Lehigh County v. Hoffort, 116 Pa. 119, relied upon by the appellant, does not in any sense rule the present case. There it was “not pretended that the injuries complained of resulted from any want of care or defect in the bridge;” and in reading the opinion it must be kept in mind that the neglect alleged in that case was not the failure to perform an absolute duty, but simply the non-exercise of a discretionary power. The appellant recognizes the existence of such a distinction, yet strongly urges that the principle of that case should be applied here, contending that the failure properly to strengthen the bridge should not be viewed as more than an omission on the part of the commissioners to exercise judgment, or, at the most, the exercise of bad judgment. It argues that the question of the time for, and the manner of, strengthening the structure would, of necessity, be discretionary with the county officials, and that a jury cannot be permitted to substitute their judgment for that of the properly constituted authorities. In matters of this kind there is always a transition period. But here the evidence was sufficient to satisfy the mind of the trial judge that such period had passed some time before the date of the accident, and it was adequate to sustain the conclusion that the use of the roads by vehicles of the character of the motor truck in question had become so usual in the vicinity that the commissioners must have had knowledge of that fact for a sufficient length of time to have acted thereon and made the necessary repairs properly to strengthen the bridge. Under these circumstances the case was for the jury.
In a sense, exercise of judgment is required in making any repairs, but it is generally held that the duty of maintaining a public structure so as to prevent danger, is ministerial in its nature, and that neglect properly to perform such an obligation will give rise to an action for damages. How far this rule will apply in a case where county *507commissioners have made honest and substantial efforts to keep a bridge up to a degree of strength adequate to the ordinary demands thereon, but where their efforts have not led to satisfactory results, is a question we are not now called upon to decide; for in the present instance there were no such efforts or exercise of judgment in that regard, the commissioners standing squarely upon the legal ground that there was no obligation on them to increase the carrying capacity of the bridge beyond the strength contemplated in its original construction. Though this position apparently finds support in several jurisdictions, it is not in accord with the Pennsylvania doctrine upon the subject. We conclude that the learned trial judge fell into no error in following the trend of our cases, and the assignments before enumerated are all overruled.
The seventh specification of error relates to the affirmance of a point to the effect that it was the duty of the commissioners, upon being informed that a county bridge was out of repair, to examine it thoroughly, and to make such repairs as would render it perfectly safe for ordinary travel, or to close it up to prevent the public from using it. The use of the phrase "perfectly safe” states the law somewhat strongly for the plaintiff, but we cannot say that it was without authority. In Humphreys v.
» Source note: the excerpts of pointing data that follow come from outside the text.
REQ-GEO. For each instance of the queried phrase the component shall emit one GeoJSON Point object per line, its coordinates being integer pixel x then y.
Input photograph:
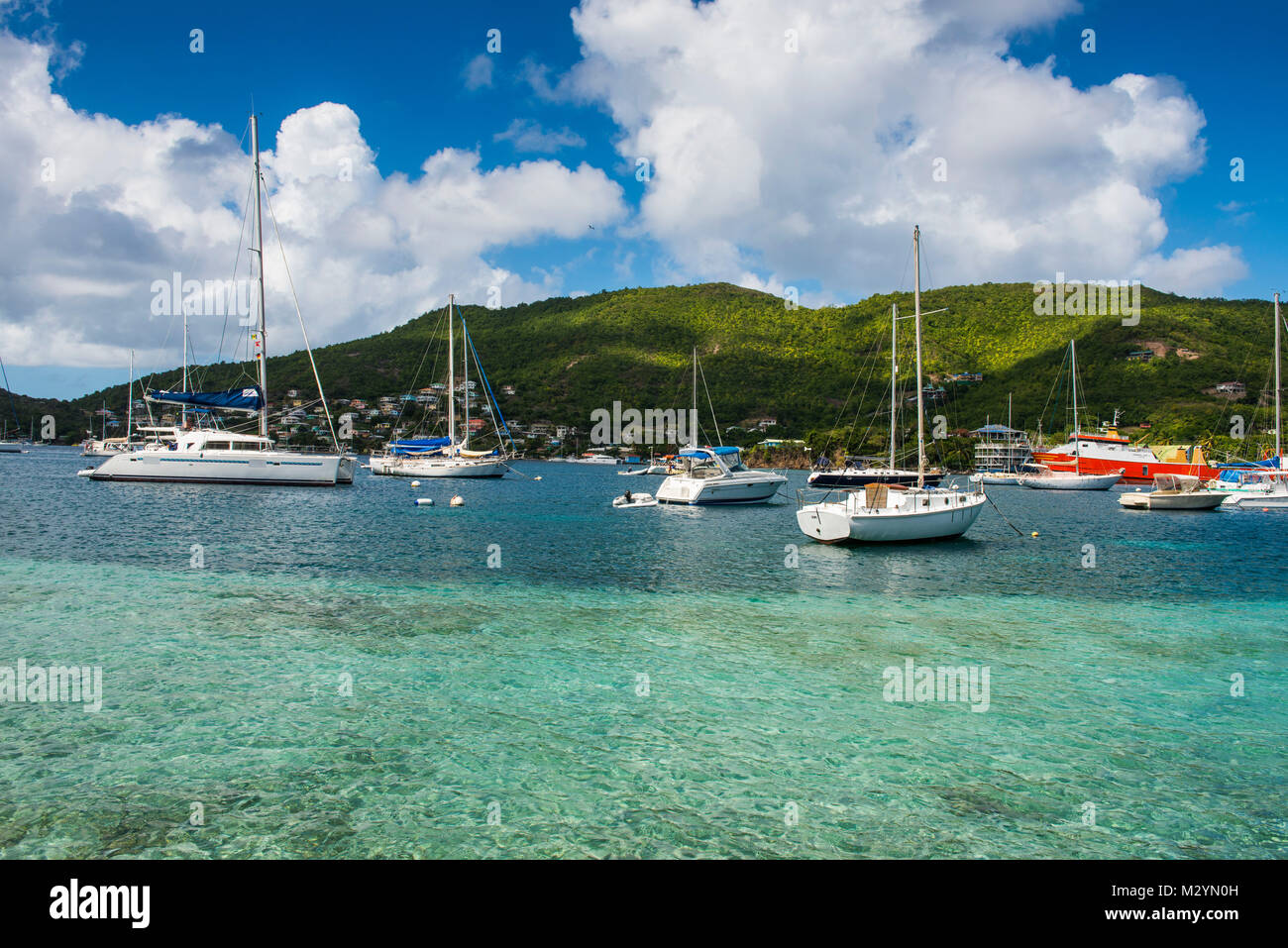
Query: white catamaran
{"type": "Point", "coordinates": [449, 456]}
{"type": "Point", "coordinates": [889, 513]}
{"type": "Point", "coordinates": [196, 454]}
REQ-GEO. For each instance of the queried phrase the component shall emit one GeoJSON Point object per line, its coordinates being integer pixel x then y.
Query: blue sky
{"type": "Point", "coordinates": [402, 71]}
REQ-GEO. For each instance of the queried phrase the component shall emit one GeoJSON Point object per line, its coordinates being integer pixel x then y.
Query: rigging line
{"type": "Point", "coordinates": [424, 355]}
{"type": "Point", "coordinates": [303, 330]}
{"type": "Point", "coordinates": [487, 386]}
{"type": "Point", "coordinates": [219, 353]}
{"type": "Point", "coordinates": [709, 403]}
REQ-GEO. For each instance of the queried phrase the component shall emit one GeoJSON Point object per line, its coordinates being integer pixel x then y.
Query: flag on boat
{"type": "Point", "coordinates": [233, 399]}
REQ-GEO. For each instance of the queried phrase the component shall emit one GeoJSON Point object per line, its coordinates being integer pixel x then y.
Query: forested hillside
{"type": "Point", "coordinates": [812, 369]}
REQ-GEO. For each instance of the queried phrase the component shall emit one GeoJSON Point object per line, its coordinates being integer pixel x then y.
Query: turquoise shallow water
{"type": "Point", "coordinates": [516, 691]}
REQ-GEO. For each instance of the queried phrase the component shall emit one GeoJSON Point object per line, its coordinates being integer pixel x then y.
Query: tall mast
{"type": "Point", "coordinates": [259, 250]}
{"type": "Point", "coordinates": [465, 381]}
{"type": "Point", "coordinates": [1073, 386]}
{"type": "Point", "coordinates": [1278, 427]}
{"type": "Point", "coordinates": [915, 320]}
{"type": "Point", "coordinates": [183, 408]}
{"type": "Point", "coordinates": [894, 375]}
{"type": "Point", "coordinates": [694, 417]}
{"type": "Point", "coordinates": [451, 377]}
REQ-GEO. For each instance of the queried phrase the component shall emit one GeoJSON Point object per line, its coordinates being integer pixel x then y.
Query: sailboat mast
{"type": "Point", "coordinates": [915, 320]}
{"type": "Point", "coordinates": [1073, 386]}
{"type": "Point", "coordinates": [262, 355]}
{"type": "Point", "coordinates": [694, 417]}
{"type": "Point", "coordinates": [894, 375]}
{"type": "Point", "coordinates": [451, 377]}
{"type": "Point", "coordinates": [183, 408]}
{"type": "Point", "coordinates": [465, 381]}
{"type": "Point", "coordinates": [1278, 427]}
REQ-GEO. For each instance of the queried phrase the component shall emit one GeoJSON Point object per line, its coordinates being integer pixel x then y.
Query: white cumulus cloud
{"type": "Point", "coordinates": [95, 210]}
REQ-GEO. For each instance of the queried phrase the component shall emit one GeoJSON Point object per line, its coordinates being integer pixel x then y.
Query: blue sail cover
{"type": "Point", "coordinates": [1231, 472]}
{"type": "Point", "coordinates": [419, 446]}
{"type": "Point", "coordinates": [235, 399]}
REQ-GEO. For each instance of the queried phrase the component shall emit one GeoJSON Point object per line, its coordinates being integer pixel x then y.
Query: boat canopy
{"type": "Point", "coordinates": [709, 453]}
{"type": "Point", "coordinates": [235, 399]}
{"type": "Point", "coordinates": [419, 446]}
{"type": "Point", "coordinates": [1231, 472]}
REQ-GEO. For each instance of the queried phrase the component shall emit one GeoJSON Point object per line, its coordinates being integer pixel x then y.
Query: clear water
{"type": "Point", "coordinates": [500, 711]}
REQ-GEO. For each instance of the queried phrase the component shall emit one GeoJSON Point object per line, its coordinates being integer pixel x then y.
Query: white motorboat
{"type": "Point", "coordinates": [211, 455]}
{"type": "Point", "coordinates": [635, 500]}
{"type": "Point", "coordinates": [996, 478]}
{"type": "Point", "coordinates": [892, 513]}
{"type": "Point", "coordinates": [717, 475]}
{"type": "Point", "coordinates": [1173, 492]}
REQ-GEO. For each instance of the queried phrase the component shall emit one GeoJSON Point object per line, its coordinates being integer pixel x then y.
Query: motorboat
{"type": "Point", "coordinates": [717, 475]}
{"type": "Point", "coordinates": [635, 500]}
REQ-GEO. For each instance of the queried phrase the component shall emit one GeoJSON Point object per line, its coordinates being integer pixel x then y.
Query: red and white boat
{"type": "Point", "coordinates": [1109, 451]}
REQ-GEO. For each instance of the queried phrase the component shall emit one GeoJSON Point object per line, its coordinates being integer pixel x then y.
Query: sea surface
{"type": "Point", "coordinates": [339, 673]}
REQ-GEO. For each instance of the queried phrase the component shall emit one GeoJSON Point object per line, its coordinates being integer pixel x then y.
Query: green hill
{"type": "Point", "coordinates": [567, 357]}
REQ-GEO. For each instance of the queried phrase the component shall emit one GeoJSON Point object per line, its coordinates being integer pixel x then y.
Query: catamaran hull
{"type": "Point", "coordinates": [268, 468]}
{"type": "Point", "coordinates": [857, 476]}
{"type": "Point", "coordinates": [446, 469]}
{"type": "Point", "coordinates": [833, 523]}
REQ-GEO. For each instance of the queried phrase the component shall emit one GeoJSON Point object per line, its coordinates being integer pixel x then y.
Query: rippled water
{"type": "Point", "coordinates": [638, 683]}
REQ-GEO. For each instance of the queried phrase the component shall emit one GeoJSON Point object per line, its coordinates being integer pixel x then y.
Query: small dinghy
{"type": "Point", "coordinates": [635, 500]}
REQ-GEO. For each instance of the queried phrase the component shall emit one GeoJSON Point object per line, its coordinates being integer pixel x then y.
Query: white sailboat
{"type": "Point", "coordinates": [711, 475]}
{"type": "Point", "coordinates": [1048, 479]}
{"type": "Point", "coordinates": [1260, 485]}
{"type": "Point", "coordinates": [443, 458]}
{"type": "Point", "coordinates": [210, 455]}
{"type": "Point", "coordinates": [889, 513]}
Armstrong County, 56 Pa. 204, we said: "It was the duty of the commissioners to have examined the bridge thoroughly .... and to make a thorough repair so as to render the bridge perfectly safe, or to close it up so as to prevent the public using a dangerous part of the highway.” It is to be observed that the instruction complained of relates to the duty of the commissioners upon "being informed” that a bridge is out of repair. We cannot conceive, as contended by the appellant, that the jury could have understood the point to mean that it was the imperative duty of the commissioners to find every existing defect, latent or otherwise, that might possibly detract from the perfect safety of the bridge; particularly, when we consider that the trial judge repeatedly told the *508jury that the duties of the commissioners were to be measured by the “standard of duty or caution of the ordinarily prudent man,” and that the commissioners were only required to keep the bridge in condition for common and ordinary travel. The phrase “reasonably safe” would have been more appropriate; but, as we before said, there was authority for the expression used, and we are satisfied that the defendant could have suffered no harm therefrom. The assignment is overruled.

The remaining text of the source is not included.